Luke 23:49 says "And all his acquaintances and the women who had followed him from Galilee stood at a distance watching these things."
So I suppose anyone who ever stood at a distance and watched someone far away is the messiah? Or is it the person far away (who is being watched) who this list maker is claiming is the messiah?
Let us look at the first line. "A song with musical accompaniment of the sons of Korah, for the conductor, about the sick and afflicted one, a maskil of Heman Ha'ezrahi (the Ezrahite)." Rashi (the great commentator) tells us that the sons of Korah composed this prayer with the intention that it be sung by Heman Ha'ezrahi. Heman is identified in the Book of Divrei Hayamim I / II Chronicles 2:6 as a descendant of Judah's son Zerah, thus accounting for his name "Ha'ezrahi" ("Ezrahi" from זֶֽרַח (Zeraḥ), the younger of Judah's twin sons by Tamar—from whom both Heiman and Eitan were descended (see Divrei Hayamim Alef / 1 Chronicles 2.6). הָאֶזְרָחִי (ha'ezraḥi) is cognate with הַזַּרְחִי (hazarḥi, "the Zeraḥite") which occurs in B'midbar / Numbers 26:13 & 26:20, and again twice in Y'hoshua / Joshua 7:17.). He is also listed in the Book of M'lachim Alef / 1 Kings 5:11 "And he was wiser than all men, than Ethan the Ezrahite, and Heman, and Chalcol, and Darda, the sons of Mahol, and his fame was in all the nations round about."
It is important to understand the context of the psalm -- in this case we are being told it was either sung by Herman or composed by him -- to be sung in the Temple as a prayer. It was not prophetic and it had nothing at all to do with people standing "afar off" and watching anything.
What of the claimed line?
What of verse 8? This is verse 9 in the T'nach (because most Christian versions either eliminate the first line, or do not number it) -- but it has to be read in the context of the psalm itself which is a plea for G-d's help in a time of dire need. The author speaks of being close to death, and that he has been abandoned by his friends (one can see how this might be attractive to a missionary -- but Jesus was not the only person to ever feel this way).
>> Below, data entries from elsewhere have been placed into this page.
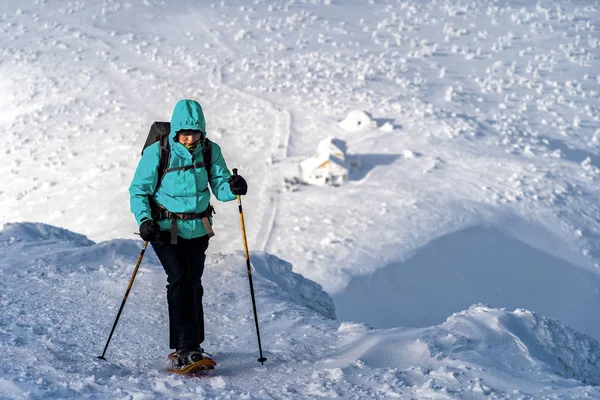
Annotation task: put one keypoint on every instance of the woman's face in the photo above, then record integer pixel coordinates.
(189, 137)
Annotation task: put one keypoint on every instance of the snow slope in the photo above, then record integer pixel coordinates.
(60, 292)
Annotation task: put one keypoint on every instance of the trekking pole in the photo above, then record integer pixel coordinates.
(137, 266)
(261, 359)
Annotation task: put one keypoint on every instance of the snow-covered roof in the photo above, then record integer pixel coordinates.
(333, 146)
(323, 161)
In verses 4-19, the subject complains that he is being treated as though he were dead -- saying that people already speak of him as deceased. He describes the "depths" and "darkness" in which he lives, practically on the brink of the grave. He laments the fact that his former supporters now look upon him with contempt and keep their distance from him, leaving him to wallow and wither in isolation.
Ibn Ezra thought the psalm was speaking of a person who lay dying from a potentially contagious illness, thus even his closest friends refuse to visit him because of their fear of contracting the illness. Other sages see it is the Jewish nation -- often isolated and despised in exile. . .
One can see why the psalm might be tempting to a missionary -- but it hardly applies to only Jesus. It is a far more universal experience, and thus cannot be a messianic prophecy.